In short a ‘soft’ Brexit would not be sustainable.
And even continued membership of the SM and CU would not eliminate all border controls with the island of Ireland. At the very least, with Britain out of the Common Agricultural Policy, there would need to be checks on the vast two-way flows of agricultural products that take place across the border.
Thus both the course being charted by Mrs May, and the softer Brexit options being pursued by the pro-Europeans and the Labour Party offer a Brexit outcome that leaves the UK significantly worse off economically and with a significant loss of control over policy.
So why bother leaving the EU at all? The supposed ‘will of the people’ is said to be paramount. But, as Sir John Major, one of the few statesmanlike politicians, has pointed out, December 2020, the end of the mooted ‘transition period’, is nearly five years after the referendum.

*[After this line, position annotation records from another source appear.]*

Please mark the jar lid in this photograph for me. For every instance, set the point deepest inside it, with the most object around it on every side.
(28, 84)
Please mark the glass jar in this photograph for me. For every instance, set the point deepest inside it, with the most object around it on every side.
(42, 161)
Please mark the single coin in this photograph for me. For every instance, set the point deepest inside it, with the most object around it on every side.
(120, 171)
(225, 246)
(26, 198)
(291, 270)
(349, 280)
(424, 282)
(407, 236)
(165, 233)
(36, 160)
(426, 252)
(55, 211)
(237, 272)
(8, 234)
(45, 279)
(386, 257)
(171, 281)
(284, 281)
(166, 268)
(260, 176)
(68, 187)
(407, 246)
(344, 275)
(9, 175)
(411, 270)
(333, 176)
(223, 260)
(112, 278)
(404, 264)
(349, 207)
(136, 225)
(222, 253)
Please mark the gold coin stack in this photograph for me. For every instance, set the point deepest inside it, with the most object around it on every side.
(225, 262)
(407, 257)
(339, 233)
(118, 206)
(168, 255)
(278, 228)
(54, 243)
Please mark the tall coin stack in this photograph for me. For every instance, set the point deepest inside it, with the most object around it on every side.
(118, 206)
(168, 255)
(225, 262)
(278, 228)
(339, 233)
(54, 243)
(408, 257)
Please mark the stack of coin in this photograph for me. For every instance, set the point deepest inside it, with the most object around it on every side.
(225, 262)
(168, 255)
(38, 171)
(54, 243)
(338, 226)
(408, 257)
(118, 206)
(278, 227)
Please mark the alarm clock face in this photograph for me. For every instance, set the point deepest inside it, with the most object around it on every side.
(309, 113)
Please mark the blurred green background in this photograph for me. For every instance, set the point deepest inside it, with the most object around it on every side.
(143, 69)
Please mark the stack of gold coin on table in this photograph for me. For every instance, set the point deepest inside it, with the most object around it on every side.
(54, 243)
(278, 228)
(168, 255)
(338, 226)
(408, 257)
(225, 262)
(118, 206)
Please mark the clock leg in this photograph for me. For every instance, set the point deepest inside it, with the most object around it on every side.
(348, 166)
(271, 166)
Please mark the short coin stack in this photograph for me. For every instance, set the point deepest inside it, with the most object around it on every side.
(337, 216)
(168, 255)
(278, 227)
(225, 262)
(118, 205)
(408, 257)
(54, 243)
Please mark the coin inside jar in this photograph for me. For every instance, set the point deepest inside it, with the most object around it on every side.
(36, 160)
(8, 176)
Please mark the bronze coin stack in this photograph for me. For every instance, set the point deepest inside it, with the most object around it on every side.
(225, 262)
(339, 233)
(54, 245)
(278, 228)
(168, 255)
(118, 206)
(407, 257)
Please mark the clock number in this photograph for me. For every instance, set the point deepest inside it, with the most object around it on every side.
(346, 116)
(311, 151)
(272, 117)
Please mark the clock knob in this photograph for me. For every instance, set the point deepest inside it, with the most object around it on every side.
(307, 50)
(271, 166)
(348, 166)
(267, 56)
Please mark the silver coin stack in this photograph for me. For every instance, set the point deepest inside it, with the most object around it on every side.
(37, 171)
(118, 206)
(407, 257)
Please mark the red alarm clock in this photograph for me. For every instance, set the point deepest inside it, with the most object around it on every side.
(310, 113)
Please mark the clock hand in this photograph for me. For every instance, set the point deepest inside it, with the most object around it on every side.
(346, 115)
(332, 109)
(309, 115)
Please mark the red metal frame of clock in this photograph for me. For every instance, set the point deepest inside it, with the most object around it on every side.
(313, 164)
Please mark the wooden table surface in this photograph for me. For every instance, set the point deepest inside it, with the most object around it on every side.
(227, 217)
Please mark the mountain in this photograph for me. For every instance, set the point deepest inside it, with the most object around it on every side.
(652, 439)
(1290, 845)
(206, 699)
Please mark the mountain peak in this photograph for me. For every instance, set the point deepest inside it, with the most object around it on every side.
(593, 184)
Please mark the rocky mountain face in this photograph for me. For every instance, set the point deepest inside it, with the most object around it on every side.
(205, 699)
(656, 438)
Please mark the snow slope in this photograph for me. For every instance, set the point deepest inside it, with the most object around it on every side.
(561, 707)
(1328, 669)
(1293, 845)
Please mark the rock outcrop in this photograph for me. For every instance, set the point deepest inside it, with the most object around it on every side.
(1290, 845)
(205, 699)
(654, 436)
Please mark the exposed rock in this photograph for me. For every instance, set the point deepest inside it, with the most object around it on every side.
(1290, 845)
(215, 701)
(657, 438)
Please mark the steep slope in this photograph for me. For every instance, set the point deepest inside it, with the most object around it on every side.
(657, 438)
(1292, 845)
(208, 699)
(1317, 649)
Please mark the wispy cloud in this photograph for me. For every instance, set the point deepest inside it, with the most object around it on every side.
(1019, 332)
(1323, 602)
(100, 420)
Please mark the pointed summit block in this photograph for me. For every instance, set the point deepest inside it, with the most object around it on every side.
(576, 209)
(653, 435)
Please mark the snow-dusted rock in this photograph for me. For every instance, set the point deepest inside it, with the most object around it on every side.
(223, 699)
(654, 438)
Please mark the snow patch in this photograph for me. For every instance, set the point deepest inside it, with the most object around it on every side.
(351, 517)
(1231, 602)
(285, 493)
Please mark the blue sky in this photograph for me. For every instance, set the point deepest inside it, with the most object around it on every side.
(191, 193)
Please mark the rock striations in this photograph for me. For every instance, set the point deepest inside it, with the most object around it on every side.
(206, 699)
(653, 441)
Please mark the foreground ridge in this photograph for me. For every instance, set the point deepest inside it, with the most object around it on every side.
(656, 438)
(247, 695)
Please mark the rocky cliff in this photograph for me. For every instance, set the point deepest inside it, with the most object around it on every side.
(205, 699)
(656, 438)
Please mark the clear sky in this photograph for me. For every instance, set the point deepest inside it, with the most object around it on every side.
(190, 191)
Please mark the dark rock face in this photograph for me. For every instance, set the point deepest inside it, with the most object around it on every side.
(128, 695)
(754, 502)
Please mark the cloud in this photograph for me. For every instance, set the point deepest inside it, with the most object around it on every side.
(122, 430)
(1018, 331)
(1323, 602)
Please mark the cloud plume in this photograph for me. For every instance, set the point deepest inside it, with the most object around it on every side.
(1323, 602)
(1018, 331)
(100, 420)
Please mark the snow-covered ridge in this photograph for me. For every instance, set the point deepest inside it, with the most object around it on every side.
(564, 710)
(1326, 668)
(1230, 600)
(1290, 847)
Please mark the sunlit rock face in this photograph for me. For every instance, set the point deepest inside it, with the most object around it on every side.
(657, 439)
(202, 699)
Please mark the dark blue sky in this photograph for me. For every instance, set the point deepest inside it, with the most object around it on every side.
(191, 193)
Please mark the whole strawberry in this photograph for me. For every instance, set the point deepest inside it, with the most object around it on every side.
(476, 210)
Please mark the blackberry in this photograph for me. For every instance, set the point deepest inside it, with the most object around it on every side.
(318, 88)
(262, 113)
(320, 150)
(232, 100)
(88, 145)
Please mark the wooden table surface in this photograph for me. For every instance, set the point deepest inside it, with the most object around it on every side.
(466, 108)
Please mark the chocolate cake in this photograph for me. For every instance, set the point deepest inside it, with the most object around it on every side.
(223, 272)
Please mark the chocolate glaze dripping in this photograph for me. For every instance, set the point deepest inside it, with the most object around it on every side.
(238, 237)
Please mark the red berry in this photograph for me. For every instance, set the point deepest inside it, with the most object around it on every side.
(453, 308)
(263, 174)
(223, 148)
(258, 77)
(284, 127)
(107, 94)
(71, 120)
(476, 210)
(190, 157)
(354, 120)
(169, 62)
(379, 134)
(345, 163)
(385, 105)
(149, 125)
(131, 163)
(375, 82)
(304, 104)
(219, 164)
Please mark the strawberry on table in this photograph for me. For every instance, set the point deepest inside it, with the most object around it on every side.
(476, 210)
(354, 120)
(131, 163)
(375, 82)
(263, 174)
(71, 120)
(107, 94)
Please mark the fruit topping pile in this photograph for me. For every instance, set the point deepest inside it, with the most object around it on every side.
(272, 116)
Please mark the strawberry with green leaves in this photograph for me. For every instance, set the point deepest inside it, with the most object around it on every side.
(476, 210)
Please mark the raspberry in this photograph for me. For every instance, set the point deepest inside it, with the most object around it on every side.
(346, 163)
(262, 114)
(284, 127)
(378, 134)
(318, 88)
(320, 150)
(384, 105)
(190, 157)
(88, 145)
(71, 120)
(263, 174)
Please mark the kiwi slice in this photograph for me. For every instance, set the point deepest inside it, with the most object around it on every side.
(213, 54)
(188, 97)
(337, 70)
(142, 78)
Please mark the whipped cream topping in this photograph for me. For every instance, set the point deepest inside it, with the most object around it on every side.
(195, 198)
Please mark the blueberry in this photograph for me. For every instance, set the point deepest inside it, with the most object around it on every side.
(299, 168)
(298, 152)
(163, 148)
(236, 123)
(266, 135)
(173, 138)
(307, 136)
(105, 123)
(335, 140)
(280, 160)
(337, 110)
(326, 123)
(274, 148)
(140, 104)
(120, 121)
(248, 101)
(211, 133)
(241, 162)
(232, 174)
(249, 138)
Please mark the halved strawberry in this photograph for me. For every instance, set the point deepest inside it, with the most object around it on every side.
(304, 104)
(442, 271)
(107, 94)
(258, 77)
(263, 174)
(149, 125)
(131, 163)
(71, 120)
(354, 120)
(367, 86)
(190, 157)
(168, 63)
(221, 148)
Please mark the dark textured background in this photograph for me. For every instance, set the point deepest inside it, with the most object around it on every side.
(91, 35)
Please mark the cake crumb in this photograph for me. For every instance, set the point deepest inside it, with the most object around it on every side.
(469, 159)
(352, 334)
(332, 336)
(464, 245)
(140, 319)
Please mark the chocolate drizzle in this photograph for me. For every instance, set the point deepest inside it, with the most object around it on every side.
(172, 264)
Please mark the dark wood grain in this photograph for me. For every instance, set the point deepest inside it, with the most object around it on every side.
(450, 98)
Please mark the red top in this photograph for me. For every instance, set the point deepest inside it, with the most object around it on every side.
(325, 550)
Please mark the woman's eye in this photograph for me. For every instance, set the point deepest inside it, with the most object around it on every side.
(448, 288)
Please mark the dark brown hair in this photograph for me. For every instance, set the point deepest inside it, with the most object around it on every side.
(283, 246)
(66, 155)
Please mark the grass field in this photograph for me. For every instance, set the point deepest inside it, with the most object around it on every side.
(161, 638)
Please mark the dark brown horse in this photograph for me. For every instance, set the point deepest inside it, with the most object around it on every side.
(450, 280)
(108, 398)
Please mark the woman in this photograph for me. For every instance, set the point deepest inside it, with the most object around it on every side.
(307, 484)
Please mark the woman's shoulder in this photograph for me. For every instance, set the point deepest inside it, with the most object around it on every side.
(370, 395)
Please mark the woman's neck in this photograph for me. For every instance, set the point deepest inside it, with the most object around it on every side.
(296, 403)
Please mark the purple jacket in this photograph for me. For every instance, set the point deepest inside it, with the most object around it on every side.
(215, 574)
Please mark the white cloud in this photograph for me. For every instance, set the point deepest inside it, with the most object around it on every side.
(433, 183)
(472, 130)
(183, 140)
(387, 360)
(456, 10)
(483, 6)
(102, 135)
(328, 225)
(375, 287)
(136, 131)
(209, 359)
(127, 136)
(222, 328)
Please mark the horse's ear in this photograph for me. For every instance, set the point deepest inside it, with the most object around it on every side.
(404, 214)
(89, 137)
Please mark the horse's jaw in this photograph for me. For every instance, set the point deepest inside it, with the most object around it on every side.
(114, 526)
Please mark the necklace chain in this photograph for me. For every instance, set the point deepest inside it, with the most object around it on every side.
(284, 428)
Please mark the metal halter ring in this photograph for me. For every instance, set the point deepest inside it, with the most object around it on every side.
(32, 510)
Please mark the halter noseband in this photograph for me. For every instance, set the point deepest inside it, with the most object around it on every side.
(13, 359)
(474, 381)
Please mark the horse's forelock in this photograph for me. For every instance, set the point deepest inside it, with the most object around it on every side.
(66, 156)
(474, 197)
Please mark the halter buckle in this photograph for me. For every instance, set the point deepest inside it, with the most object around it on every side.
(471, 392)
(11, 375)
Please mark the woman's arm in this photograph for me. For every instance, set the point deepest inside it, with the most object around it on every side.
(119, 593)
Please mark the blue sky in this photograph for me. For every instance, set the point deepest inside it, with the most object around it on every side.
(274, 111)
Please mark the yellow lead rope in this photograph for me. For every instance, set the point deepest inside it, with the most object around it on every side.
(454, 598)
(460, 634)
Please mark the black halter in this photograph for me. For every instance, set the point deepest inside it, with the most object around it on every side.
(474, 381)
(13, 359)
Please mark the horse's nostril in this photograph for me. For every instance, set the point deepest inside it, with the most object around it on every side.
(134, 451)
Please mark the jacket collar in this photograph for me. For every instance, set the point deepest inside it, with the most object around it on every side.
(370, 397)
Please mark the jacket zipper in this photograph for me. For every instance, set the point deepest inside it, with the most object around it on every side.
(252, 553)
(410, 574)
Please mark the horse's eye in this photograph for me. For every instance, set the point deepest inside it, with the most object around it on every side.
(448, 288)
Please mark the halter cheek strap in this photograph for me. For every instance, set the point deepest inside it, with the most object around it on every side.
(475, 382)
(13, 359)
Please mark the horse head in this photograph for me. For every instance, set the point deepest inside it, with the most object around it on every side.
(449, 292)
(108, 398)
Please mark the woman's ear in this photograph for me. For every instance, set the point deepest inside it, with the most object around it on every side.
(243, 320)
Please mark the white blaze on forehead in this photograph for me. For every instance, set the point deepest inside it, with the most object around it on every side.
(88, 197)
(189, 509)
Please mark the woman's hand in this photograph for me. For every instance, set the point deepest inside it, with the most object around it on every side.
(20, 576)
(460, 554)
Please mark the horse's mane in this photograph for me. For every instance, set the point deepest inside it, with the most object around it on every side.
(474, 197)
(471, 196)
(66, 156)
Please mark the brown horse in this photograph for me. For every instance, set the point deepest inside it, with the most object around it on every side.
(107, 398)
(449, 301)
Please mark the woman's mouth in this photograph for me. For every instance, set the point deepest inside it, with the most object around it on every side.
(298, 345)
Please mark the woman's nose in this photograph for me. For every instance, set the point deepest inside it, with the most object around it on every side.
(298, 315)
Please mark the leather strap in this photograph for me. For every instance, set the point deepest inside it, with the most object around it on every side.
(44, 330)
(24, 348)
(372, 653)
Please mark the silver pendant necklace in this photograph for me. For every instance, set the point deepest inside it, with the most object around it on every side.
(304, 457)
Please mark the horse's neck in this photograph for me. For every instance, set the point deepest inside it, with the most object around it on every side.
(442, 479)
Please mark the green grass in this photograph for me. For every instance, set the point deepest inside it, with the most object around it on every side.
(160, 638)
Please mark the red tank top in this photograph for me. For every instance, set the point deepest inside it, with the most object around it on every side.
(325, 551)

The electorate will certainly have changed and very likely will have formed a more mature, informed opinion.
At another level, it is a great pity that the whole Brexit debate is still being carried on as a sort of cost-benefit analysis, failing to comprehend the deeper and more fundamental purpose of the EU.
It may be flawed, but it remains a largely successful attempt of peoples to cooperate and work together in the face of common challenges as well as in the interest of greater prosperity. Indeed, that it is proving so difficult to leave is a measure of how great and far-reaching this common purpose has been.
Why throw it away for something that increasingly is revealed as a chimera, at a time when those common challenges seem greater than ever?
Short of withdrawing the Article 50 notification before the end of March 2019, the most sensible short term solution to this dilemma would be to extend the Article 50 negotiating period instead of having some “transition” arrangement.
We have argued this point previously. ‘Transition’ is a one-way street out of the EU, before the details of the proposed future relationship between the EU would be known. It offers no possibility of turning back.
Happily, an increasing number of MPs and peers, including ministers, and the cross-party Commons Brexit Select Committee, are now also advocating this course of action, so that Parliament would have the chance of a genuinely meaningful vote on the terms of Brexit rather than just on broad principles.
It is also in the interests of the EU27, who on the whole would much prefer Britain to remain in the EU.
By John Speed and Stephen McCarthy, former officials of respectively the European Court of Auditors and the European Investment Bank.